IMF To China: Drop Outdated Zero-COVID Policy

IMF To China: Drop Outdated Zero-COVID Policy

The International Monetary Fund urged the government of China to move toward a “recalibration” its zero-COVID policies under which officials have shuttered entire cities for the past two years.

After representatives from the international financial institution met virtually with Chinese policymakers over the span of two weeks, IMF First Deputy Managing Director Gita Gopinath said that the current approach to slowing the spread of the virus has harmed the nation’s economy.

“Under the zero-COVID strategy, China weathered the initial impact of the pandemic well, allowing the economy to recover swiftly from the early-2020 lockdowns and to expand the global supply of medical goods and durable goods significantly at a critical time for the global economy,” she said in a statement. “However, China’s growth has since slowed and remains under pressure amid recurring COVID outbreaks, deep challenges in the property sector, and slowing global demand.”

Gopinath added that the country should move towards a “recalibration” of its zero-COVID policy, and transition away from it in the second half of 2023.

The Chinese economy is expected to grow 3.2% this year and 4.4% for the next two years. The nation averaged nearly 10% annual output growth over the past four decades since free market reforms were implemented, according to data from the World Bank. A number of manufacturers have moved operations away from China even as longer-term factors such as low labor force growth and slowing productivity continue to dampen the Chinese economy.

China has also witnessed a real estate crisis amid declining home prices over the past year. Developers have defaulted on their obligations, leading many to stop work on unfinished housing, which has sparked mass outrage since the majority of Chinese homebuyers begin paying mortgages even before their prospective homes are completed.

“Although the zero-COVID strategy has become nimbler over time, the combination of more contagious COVID variants and persistent gaps in vaccinations have led to the need for more frequent lockdowns, weighing on consumption and private investment, including in housing,” Gopinath continued. “The regulatory tightening in the property sector, while well-intended to rein in high leverage, has added to severe financial strains for developers, leading to a rapid slowdown in housing sales and investment, along with a sharp decline in local government land sale revenues.”

World Health Organization Director-General Tedros Ghebreyesus issued a similar warning earlier this year. Chinese President Xi Jinping, who has staked his reputation on the zero-COVID approach, nevertheless insisted that the strategy is “scientific and effective.” New Zealand and other countries which had pursued zero-COVID policies have long since abandoned the efforts.

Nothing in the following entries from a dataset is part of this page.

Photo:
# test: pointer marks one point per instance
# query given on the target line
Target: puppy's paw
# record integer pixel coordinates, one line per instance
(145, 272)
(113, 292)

At the most recent Communist Party Congress, Xi established a vision to grow his country’s middle class in a speech that opened with a discussion of his geopolitical ambitions, including the defeat of democratic aspirations in Hong Kong and the imminent conquest of Taiwan.

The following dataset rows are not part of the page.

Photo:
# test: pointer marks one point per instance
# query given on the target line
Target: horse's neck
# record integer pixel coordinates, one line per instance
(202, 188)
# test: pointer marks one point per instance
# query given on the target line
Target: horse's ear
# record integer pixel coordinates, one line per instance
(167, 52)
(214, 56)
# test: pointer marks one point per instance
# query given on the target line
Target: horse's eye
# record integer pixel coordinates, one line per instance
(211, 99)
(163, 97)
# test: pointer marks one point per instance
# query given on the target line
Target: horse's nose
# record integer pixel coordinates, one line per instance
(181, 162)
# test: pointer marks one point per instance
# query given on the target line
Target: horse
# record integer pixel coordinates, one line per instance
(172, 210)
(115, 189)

“We will steadfastly push for common prosperity. We will improve the system of income distribution,” he remarked. “We will ensure more pay for more work and encourage people to achieve prosperity through hard work. We will promote equality of opportunity, increase the income of low income earners and expand the size of the middle income group. We will keep income distribution and the means of accumulating wealth well regulated.”

The speech also favorably mentioned the zero-COVID policy. “We have protected the people’s health and safety to the greatest extent possible and made tremendously encouraging achievements in both epidemic response and economic and social development,” Xi continued.